My first pay was £9 a week as an apprentice shipwright at the MOD, served my time, got bored and joined the army at 20. Did my 22yrs, then immediately signed up again haha still in teaching and recruitment now. Due to retire for good in two years.


----------



## WRENCH (Jun 20, 2016)

Teg62x said:


> still in teaching and recruitment now.


 So is my nieces husband.


----------



## Teg62x (Dec 28, 2016)

WRENCH said:


> So is my nieces husband.


 who is he with wrench?


----------



## Robden (Apr 2, 2016)

Not a week in hand but got £3 7/6d a week as an apprentice (5 years) in the print..........Made up for it later though.


----------



## Leberkäse (Feb 11, 2017)

Yip I certainly did, at the time it felt like the longest 2 weeks of my life waiting for my first pay packet.

When I got home with the princely sum of , I think twas about 7 quid , my mother promptly took half of it for my board ! ffs I was gutted.


----------



## Delta (Dec 16, 2015)

Yep, I worked a week in hand - started an apprenticeship in 1972, first pay packet £7.45 if I remember rightly.

Left the company after 26 years and another 19 years later I'm back there contracting


----------



## Barry Mclean (Nov 3, 2016)

I left school on a Friday and started my apprenticeship as a mechanic on the following Monday. My first wage was £14 a week towards the end of my apprenticeship I decided it was not what i wanted to do for the rest of my life I left and became a nurse in a Mental hospital. A massive change I know I did work with quite a few other men who also had an engineering background. One of the benefits of the job I loved was the benefit of being able to retire at fifty five with a pension there was no way I would have been able to achieve that if I had stayed on the tools.


----------



## WRENCH (Jun 20, 2016)

I ran my own business, debt collection was my biggest headache. I always believed in the personal touch. In 20+ years I only have one unrecovered debt of £280, so I didn't do to bad. Large company accountants who use stalling tactics to withhold payments, forget/don't care, that wages have to be paid out of what they owe, and 120 days plus seems "acceptable". I have gone, sometimes, for months, without a wage in order to cover staff, rather than go into overdraft.


----------



## Karrusel (Aug 13, 2016)

WRENCH said:


> I ran my own business, debt collection was my biggest headache. I always believed in the personal touch. In 20+ years I only have one unrecovered debt of £280, so I didn't do to bad. Large company accountants who use stalling tactics to withhold payments, forget/don't care, that wages have to be paid out of what they owe, and 120 days plus seems "acceptable". I have gone, sometimes, for months, without a wage in order to cover staff, rather than go into overdraft.

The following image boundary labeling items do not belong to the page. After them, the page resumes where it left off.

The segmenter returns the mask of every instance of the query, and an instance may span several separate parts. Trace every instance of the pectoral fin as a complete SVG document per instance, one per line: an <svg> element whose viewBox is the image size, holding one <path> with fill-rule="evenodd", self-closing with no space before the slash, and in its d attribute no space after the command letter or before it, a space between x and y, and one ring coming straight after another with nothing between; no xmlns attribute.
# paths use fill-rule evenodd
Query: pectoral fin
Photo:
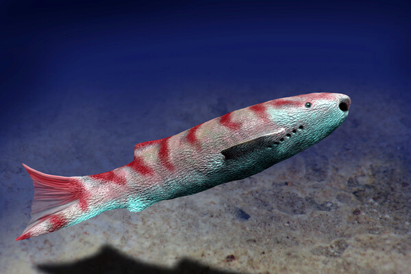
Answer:
<svg viewBox="0 0 411 274"><path fill-rule="evenodd" d="M275 147L279 144L279 139L284 138L284 129L282 128L275 132L240 142L223 150L221 154L226 160L234 159L258 150Z"/></svg>

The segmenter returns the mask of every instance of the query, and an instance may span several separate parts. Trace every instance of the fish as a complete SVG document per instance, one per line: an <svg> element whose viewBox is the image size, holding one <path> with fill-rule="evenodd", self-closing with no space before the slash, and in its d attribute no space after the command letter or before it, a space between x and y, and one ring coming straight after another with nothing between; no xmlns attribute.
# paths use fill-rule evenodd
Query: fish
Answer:
<svg viewBox="0 0 411 274"><path fill-rule="evenodd" d="M137 144L132 162L63 177L23 164L33 180L31 220L16 240L79 223L106 210L137 212L162 200L247 178L317 143L347 119L345 95L316 92L251 105L178 134Z"/></svg>

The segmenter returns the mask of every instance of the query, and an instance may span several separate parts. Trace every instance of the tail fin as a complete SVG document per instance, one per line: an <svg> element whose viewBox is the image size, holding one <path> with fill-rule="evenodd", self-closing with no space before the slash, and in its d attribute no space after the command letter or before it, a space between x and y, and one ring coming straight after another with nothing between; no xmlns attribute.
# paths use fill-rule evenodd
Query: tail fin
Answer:
<svg viewBox="0 0 411 274"><path fill-rule="evenodd" d="M51 232L78 221L66 218L75 211L74 205L82 205L84 187L79 177L50 175L37 171L25 164L34 185L34 198L32 206L32 219L22 234L16 240Z"/></svg>

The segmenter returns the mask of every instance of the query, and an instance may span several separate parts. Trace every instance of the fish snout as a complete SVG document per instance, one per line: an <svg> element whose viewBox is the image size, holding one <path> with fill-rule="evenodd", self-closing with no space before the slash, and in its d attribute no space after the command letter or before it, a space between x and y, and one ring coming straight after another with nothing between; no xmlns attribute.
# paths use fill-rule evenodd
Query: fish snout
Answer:
<svg viewBox="0 0 411 274"><path fill-rule="evenodd" d="M336 93L336 95L338 99L338 108L344 112L347 112L351 105L351 99L340 93Z"/></svg>

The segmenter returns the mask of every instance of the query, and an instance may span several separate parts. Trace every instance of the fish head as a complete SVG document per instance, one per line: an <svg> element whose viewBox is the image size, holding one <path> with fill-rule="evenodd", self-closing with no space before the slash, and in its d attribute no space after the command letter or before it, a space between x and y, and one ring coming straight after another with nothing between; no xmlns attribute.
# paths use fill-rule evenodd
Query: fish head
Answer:
<svg viewBox="0 0 411 274"><path fill-rule="evenodd" d="M284 129L277 155L290 157L317 143L348 116L350 98L340 93L310 93L270 101L271 121Z"/></svg>

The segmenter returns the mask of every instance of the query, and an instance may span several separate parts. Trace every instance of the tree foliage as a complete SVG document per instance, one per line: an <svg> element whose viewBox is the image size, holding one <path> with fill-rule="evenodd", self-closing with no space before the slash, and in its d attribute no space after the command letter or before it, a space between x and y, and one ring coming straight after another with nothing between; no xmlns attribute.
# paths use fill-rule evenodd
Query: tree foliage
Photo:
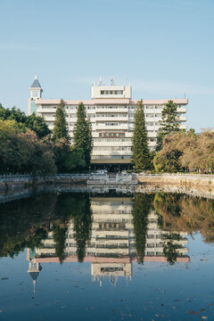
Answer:
<svg viewBox="0 0 214 321"><path fill-rule="evenodd" d="M90 119L86 119L86 107L79 103L77 111L77 122L74 125L73 143L76 148L82 149L86 166L88 168L91 162L93 149L92 128Z"/></svg>
<svg viewBox="0 0 214 321"><path fill-rule="evenodd" d="M170 133L163 139L163 147L154 157L157 171L214 171L214 132L195 135L179 131Z"/></svg>
<svg viewBox="0 0 214 321"><path fill-rule="evenodd" d="M51 134L50 129L45 124L44 119L40 116L36 116L35 113L27 116L25 112L21 111L20 109L12 107L5 109L0 103L0 119L1 120L14 120L21 131L26 132L27 128L33 130L39 138L45 137Z"/></svg>
<svg viewBox="0 0 214 321"><path fill-rule="evenodd" d="M56 108L55 121L53 130L53 139L54 141L62 138L66 139L68 142L70 141L68 124L66 121L65 103L63 99L61 100L60 104Z"/></svg>
<svg viewBox="0 0 214 321"><path fill-rule="evenodd" d="M136 169L148 169L151 166L151 161L142 100L137 102L135 111L132 150Z"/></svg>
<svg viewBox="0 0 214 321"><path fill-rule="evenodd" d="M173 101L169 100L168 103L166 103L162 110L161 116L162 120L160 122L160 128L157 136L157 144L155 148L156 152L162 148L162 140L166 135L179 130L177 116L177 105L175 103L173 103Z"/></svg>
<svg viewBox="0 0 214 321"><path fill-rule="evenodd" d="M14 120L0 120L0 172L55 173L54 155L45 139L29 129L25 133Z"/></svg>

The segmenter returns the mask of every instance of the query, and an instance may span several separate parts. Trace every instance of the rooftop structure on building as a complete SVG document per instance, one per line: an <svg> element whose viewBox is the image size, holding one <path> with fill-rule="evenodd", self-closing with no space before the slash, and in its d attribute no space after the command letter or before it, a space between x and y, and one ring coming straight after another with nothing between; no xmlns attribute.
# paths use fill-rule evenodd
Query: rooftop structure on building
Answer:
<svg viewBox="0 0 214 321"><path fill-rule="evenodd" d="M35 87L35 86L39 86ZM43 90L37 80L30 89L29 100L29 114L36 112L43 116L50 129L54 128L56 107L60 99L42 99ZM179 128L185 129L186 104L188 100L162 99L143 100L147 128L148 144L151 150L155 148L157 133L160 126L161 111L169 100L177 104L177 113ZM110 86L105 86L102 79L94 83L91 88L91 100L64 100L66 119L72 142L74 124L77 121L77 110L80 102L86 106L86 115L92 123L94 148L92 164L98 168L107 168L109 170L125 169L132 166L132 132L134 127L134 113L137 100L132 99L132 87L118 86L115 80L111 80Z"/></svg>

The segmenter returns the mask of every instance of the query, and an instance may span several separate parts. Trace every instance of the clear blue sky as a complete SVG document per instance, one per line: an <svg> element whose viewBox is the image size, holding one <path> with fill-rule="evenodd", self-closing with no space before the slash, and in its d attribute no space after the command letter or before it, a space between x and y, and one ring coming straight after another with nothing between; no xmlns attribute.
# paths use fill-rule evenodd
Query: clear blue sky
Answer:
<svg viewBox="0 0 214 321"><path fill-rule="evenodd" d="M189 99L187 126L214 127L213 0L0 0L0 103L90 99L128 78L133 99Z"/></svg>

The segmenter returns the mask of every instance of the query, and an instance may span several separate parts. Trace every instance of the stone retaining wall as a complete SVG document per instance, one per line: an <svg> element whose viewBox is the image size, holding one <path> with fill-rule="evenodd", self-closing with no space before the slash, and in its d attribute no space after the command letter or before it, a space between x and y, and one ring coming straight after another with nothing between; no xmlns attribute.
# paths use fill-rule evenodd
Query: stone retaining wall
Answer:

 This was a regular occurrence during the late 80's-early90's.

Recall the Directors (family) going 12-14 months once without drawing a salary, happy to say all staff got paid & no redundancies.


----------



## marley (Dec 22, 2012)

Yes I certainly worked a week in hand, when I left school in 1976!


----------



## Benzowner (Nov 11, 2009)

Left school in 1967 and worked a month in hand to receive a grand total of £17 for a months work, but luckily no tax deducted so was reasonably well off. Certainly beat my 10/- paper round


----------



## marley (Dec 22, 2012)

Thinking about it?

Im pretty sure, I am working a week in hand now?!

I get paid every 4 weeks, been working here for 25 years this year...but I "think"! Im a week in hand now?

Will find out in about 3 years when I retire!!!


----------



## SBryantgb (Jul 2, 2015)

Started my apprenticeship in 1975 and the £12ish per week was paid a week in hand.


----------



## mel (Dec 6, 2006)

Steve D UK said:


> I started work as an apprentice mechanic at a Vauxhall/Bedford main dealer in 1974. 32p/hr so a weekly wage of £12.80. A week in hand too.* Not good on first week but double bubble when you leave!*


 That was the general principle of "week in hand" - - :thumbsup:

Another phrase from the past - -

"Job and Finish"

meaning you'll get paid in full, and you can go home as soon as you finish the job!


----------



## Turpinr (Dec 18, 2017)

Started at Leyland Motors as a craft apprentice on the (Monday) 20th of August 1974.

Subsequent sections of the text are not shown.